Questi non sono che alcuni dei numerosi segnali negativi provenienti da scienziati, climatologi ed ambientalisti. Stiamo accumulando tragici ritardi: ci rimangono pochissimi anni per riportare sotto controllo la situazione climatica ed evitare di superare quella soglia di irreversibilità che porrebbe a rischio la sopravvivenza stessa del genere umano.
Oramai la situazione non è più soltanto urgente ma di attuale emergenza. Di qui la necessità di avanzare proposte praticabili subito, senza subordinarle a mutamenti istituzionali mondiali, assolutamente necessari, ma non realizzabili, nel breve periodo, data la situazione politica mondiale.
Dobbiamo, allora, partire da una semplice affermazione del climatologo James Hansen: «fino a che i carburanti fossili saranno più economici, continueranno a essere bruciati».
L’ONU dovrebbe dunque richiedere ai principali paesi inquinatori (Cina, India, Stati Uniti, Unione europea, Russia, Giappone, ecc.) di introdurre subito, nei loro ordinamenti interni, una tassa sulle emissioni di carbonio nell’atmosfera (carbon tax) di tale entità da non rendere più conveniente l’utilizzo dei carburanti fossili (carbonio, petrolio, gas), accelerando, in modo decisivo, lo switch dalle fonti energetiche fossili a quelle rinnovabili.
L’aliquota da applicare nei vari paesi dovrebbe tener conto del contenuto di carbonio di ciascun carburante fossile, delle emissioni pro capite di ciascun paese, nonché delle accise sui consumi dei vari carburanti fossili ove già introdotte, unilateralmente, nei vari paesi, con differenti motivazioni.
Vi sono tra i paesi inquinatori grandi disparità di prezzo dei carburanti fossili e, quindi, volendo, enormi spazi di convergenza. Limitandomi ai prezzi della benzina, al litro, esso è di circa 0,60 $ in Russia; 0,66$ negli Stati Uniti; 1,30$ in India; 1,16$ in Giappone; 1,62$ in Italia e 1,80$ in Norvegia. Come si vede, vi sono tra i diversi paesi differenze da una a tre volte.

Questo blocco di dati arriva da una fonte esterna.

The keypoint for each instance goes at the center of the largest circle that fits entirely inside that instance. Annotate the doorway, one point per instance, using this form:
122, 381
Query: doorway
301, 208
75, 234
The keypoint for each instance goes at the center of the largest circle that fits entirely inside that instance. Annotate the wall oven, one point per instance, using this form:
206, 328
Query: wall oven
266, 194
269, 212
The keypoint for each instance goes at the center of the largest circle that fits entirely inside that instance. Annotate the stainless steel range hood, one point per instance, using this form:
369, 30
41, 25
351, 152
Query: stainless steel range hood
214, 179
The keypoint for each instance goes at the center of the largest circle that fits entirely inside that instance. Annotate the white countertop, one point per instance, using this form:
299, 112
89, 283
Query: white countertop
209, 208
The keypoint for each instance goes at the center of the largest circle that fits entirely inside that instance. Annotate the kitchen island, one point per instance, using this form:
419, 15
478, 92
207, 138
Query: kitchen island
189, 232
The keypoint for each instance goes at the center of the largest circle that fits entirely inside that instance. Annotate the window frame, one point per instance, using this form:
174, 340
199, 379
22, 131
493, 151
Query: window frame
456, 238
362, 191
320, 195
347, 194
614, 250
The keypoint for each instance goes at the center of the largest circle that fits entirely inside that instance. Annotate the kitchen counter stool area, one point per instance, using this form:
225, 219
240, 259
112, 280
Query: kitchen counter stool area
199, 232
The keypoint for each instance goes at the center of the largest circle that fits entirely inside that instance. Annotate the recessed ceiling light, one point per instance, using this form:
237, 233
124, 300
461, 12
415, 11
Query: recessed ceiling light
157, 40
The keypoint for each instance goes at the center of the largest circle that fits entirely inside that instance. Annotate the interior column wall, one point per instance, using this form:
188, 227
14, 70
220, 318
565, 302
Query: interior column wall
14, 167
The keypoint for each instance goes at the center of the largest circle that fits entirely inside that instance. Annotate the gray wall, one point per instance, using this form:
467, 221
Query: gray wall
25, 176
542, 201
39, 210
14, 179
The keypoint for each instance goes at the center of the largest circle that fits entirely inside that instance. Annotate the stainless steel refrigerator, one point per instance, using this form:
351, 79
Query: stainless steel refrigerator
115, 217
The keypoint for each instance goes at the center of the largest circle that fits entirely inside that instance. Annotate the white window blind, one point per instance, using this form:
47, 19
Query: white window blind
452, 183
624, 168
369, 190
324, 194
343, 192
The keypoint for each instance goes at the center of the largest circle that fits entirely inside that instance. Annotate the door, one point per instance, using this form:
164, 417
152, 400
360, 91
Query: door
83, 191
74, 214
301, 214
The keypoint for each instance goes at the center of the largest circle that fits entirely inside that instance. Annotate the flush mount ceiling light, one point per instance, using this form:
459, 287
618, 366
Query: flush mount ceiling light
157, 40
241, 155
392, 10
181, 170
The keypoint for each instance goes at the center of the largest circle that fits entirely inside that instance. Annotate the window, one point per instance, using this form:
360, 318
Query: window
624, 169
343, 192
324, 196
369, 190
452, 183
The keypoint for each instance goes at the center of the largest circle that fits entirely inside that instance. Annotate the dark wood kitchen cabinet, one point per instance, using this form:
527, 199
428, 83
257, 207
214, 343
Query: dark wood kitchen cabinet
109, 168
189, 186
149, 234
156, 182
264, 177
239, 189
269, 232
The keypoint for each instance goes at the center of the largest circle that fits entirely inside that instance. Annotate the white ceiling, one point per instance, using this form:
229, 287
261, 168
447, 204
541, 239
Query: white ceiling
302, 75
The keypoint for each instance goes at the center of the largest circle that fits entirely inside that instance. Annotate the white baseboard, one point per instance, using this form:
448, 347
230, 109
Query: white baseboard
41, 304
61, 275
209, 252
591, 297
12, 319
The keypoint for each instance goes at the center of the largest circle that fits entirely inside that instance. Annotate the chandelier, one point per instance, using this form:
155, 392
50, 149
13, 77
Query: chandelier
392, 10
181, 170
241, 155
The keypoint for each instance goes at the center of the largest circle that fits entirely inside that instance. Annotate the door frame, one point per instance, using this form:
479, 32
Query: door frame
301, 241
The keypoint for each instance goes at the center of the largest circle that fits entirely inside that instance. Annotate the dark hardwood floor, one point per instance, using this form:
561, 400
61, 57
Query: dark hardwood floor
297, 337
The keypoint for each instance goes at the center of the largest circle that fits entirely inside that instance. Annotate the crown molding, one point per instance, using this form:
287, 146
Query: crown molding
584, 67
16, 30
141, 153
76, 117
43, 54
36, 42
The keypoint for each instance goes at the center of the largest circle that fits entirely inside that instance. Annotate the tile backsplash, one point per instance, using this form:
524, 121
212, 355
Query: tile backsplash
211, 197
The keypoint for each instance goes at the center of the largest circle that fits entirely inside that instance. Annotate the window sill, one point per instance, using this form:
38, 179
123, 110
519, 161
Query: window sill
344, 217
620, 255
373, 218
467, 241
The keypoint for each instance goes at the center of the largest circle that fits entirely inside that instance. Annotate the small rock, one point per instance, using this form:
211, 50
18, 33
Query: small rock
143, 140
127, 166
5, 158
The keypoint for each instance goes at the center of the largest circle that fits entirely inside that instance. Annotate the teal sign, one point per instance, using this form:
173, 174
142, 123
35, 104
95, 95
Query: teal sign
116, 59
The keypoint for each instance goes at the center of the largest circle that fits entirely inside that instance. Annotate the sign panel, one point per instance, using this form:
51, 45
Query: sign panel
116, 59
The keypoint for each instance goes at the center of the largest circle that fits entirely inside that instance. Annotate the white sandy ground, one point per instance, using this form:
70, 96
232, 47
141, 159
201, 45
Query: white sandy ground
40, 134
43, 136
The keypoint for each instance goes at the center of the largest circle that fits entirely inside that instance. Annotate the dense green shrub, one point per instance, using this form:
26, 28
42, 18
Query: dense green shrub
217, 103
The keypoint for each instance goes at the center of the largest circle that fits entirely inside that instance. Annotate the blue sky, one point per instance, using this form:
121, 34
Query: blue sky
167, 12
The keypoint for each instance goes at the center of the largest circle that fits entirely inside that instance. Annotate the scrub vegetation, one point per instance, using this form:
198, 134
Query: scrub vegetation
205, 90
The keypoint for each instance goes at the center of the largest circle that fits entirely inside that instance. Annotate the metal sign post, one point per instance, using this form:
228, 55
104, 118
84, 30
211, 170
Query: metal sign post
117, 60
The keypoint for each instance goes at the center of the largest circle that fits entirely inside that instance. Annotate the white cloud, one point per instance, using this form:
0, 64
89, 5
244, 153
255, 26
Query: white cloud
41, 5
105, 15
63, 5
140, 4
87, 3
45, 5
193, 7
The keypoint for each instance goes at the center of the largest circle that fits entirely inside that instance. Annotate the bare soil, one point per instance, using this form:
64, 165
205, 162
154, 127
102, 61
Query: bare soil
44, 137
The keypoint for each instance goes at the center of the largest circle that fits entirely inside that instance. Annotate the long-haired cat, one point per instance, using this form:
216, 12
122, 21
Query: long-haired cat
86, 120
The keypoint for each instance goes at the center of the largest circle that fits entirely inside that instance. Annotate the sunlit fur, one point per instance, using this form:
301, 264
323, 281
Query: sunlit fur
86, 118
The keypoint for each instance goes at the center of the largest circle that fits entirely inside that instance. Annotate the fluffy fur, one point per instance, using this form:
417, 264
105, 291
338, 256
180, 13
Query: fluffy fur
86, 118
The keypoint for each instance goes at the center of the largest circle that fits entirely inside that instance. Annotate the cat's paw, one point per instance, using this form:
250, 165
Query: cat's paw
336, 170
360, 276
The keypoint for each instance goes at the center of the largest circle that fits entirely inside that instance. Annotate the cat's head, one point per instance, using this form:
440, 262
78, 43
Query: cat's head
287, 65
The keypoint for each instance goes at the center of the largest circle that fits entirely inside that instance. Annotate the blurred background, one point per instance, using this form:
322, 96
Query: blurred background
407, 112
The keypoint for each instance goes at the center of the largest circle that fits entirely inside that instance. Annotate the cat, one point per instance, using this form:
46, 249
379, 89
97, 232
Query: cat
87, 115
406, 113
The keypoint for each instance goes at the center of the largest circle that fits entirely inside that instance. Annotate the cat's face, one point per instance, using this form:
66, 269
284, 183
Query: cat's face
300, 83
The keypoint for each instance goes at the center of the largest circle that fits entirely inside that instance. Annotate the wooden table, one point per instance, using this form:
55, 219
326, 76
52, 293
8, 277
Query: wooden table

L’introduzione di una “carbon tax” nei principali paesi inquinatori produrrebbe per essi un gettito potenzialmente elevatissimo, da impiegare in opere di miglioramento ambientale, in investimenti tecnologici nella “green economy”, nel potenziamento del welfare o, semplicemente, nella riduzione della tassazione generale, ora realizzata con altre imposte che verrebbero, in parte, sostituite da un’imposta di consumo con finalità ecologiche, qual è la “carbon tax”.
Inoltre, il gettito della nuova tassa servirebbe a finanziare automaticamente il Green Climate Fund e, nell’eurozona, a rafforzare la dotazione del Piano Juncker, poiché l’eurozona dovrebbe agire come un’area unitaria.
Rimane, ineludibile, la proposta di costituzione di un’Organizzazione mondiale per l’ambiente, sovraordinata agli Stati aderenti all’Accordo sul clima di Parigi, da realizzare non appena le condizioni politiche internazionali la rendano possibile.
Non vi è dubbio che l’incognita della politica ambientalista del presidente Trump getti un’ombra sinistra sul quadro delineato. Peraltro, gli estesi interessi di molte industrie petrolifere americane nel settore delle energie rinnovabili e del risparmio energetico, la forza e la pervasività delle organizzazioni ambientaliste americane, la posizione ferma e netta di Stati e città (quali la California, New York, Los Angeles e Chicago) nonché di imprese d’avanguardia quali Google e Tesla, fanno sperare in una reazione della società americana tale da minimizzare i rischi di potenziali scelte avventuriste dell’Amministrazione Trump in campo climatico.
*Roberto Palea è membro del Consiglio direttivo e già presidente del Centro Studi sul Federalismo
Pubblicato sul sito del Centro Studi sul Federalismo il 9 gennaio 2017.